Siamo sull’orlo del precipizio e guardiamo sotto. Lo facciamo di nostra iniziativa, perché vogliamo sapere quanto lunga sarà l’agonia quando supereremo il limite e finiremo per caderci dentro. Questa la sostanza, questo lo spirito, questo il DNA del duo, che sembra dare uno scossone alla propria natura, rimescolandola. Rende l’idea il fatto che viviamo in tempi tanto merdosi che non ci è concessa la possibilità di stagnare, un po’ come accadeva nel 2019 con l’EP “Respect The Authors”, tutta la rabbia accumulata è infine esplosa. Henry Rollins scrive nelle linear notes di “Surrender”, la raccolta dei Suicide uscita da poco, che Alan Vega non si fosse mai calmato, da nessun punto di vista, e lo stesso vale per Will Brooks, la cui penna torna ad essere tagliente e furibonda, le rime bruciano e danno la misura dell’odio e del disincanto:

Cause this world is no GOOD
Most these heads is no GOOD
And the cops is no GOOD
On the block we all GOOD

Il ritornello di Good si fa megafono dell’immobilismo che si continua a vivere negli Stati Uniti, nelle comunità afroamericane e oltre, ché si è tutti nel mirino se qualcuno spara alla cieca dall’alto verso il basso. Il brano è, oltretutto, il collante spazio-temporale tra il 2022 e il 2002 di “From Filthy Tongue Of Gods And Griots”, rap allo stato primordiale che danza su una base di meraviglia ritmica e di rara amarezza e abbandono che si riversano nella successiva Holistic, ancor più classica e diretta come a voler dividere l’astratto musicale dalla concretezza delle parole che si fanno via via sempre più dirette, per poi riunirsi altrove. Quell’altrove sono Boycott, con i suoi strati di metallo pe(n)sante a gravare sulle teste e The Harbingers (“We an abscess, we ain’t equip to exist / Barricade the entrance, let’s snuff out existence! / Suffocate all the misogynists, racists and narcissists / Force feed these diseased minds arsenic”) che fiorisce su un’incedere zoppicante che caracolla in melodie grigio fumo.

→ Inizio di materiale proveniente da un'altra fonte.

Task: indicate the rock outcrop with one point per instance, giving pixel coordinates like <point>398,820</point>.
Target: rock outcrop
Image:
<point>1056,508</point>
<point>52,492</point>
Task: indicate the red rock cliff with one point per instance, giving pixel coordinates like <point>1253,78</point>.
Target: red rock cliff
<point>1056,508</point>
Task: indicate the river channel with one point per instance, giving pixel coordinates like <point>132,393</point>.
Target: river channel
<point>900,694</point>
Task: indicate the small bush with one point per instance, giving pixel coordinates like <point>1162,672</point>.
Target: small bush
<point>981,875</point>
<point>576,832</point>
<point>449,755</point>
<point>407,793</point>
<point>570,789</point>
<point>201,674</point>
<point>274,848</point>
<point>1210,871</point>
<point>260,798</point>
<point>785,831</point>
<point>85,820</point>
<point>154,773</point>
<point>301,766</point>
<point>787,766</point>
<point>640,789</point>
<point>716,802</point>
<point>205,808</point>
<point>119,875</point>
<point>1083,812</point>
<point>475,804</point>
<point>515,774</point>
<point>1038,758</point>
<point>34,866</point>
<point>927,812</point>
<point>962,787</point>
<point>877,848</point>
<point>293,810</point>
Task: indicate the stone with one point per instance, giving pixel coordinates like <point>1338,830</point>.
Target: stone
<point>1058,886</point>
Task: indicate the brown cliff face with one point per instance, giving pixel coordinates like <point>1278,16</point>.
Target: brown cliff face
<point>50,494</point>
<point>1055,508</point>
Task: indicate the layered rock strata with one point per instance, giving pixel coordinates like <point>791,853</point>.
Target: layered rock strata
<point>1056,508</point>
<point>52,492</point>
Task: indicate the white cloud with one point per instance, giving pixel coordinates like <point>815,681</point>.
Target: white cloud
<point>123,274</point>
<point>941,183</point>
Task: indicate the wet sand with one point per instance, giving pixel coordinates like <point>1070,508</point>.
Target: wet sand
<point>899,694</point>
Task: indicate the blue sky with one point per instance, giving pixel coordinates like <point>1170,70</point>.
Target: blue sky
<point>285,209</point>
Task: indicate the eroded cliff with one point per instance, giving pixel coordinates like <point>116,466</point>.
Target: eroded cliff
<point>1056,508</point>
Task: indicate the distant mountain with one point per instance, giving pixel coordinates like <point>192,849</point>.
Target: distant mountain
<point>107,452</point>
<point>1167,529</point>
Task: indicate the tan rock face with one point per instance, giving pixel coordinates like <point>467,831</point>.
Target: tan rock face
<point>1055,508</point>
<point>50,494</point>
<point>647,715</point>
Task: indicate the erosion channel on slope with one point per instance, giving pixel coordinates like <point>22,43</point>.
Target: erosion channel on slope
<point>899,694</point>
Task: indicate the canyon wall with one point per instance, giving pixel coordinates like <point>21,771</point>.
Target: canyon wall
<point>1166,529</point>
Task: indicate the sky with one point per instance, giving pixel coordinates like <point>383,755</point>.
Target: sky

Adam Jones fa calare la pressa della sua chitarra toolcentrica sul palcoscenico ipnotico di A Heretic’s Inheritance, un crescendo di tremendo disagio cosmico che si fa carne flagellata, un dito puntato ai potenti del proprio Paese, alla loro follia e poco importa se sono incazzati (“I don’t give a fuck if your gods are angered!”), se meditano vendetta, il punto è chiaro e viene sputato sul microfono come veleno trattenuto troppo a lungo ma non più disposto a restare celato e basta ascoltare la violenta Incite per capirlo e lasciarsi andare sospinti dal vento della rivolta.

Va da sé che “Precipice” non sia sorpresa nell’armamentario di una band che tanto ha cambiato le regole del gioco, resta un ritorno alle origini di un movimento di rottura di cui c’è ancora necessità. È una dichiarazione d’intenti tanto sporca quanto chiara. Ce n’è ancora parecchio bisogno.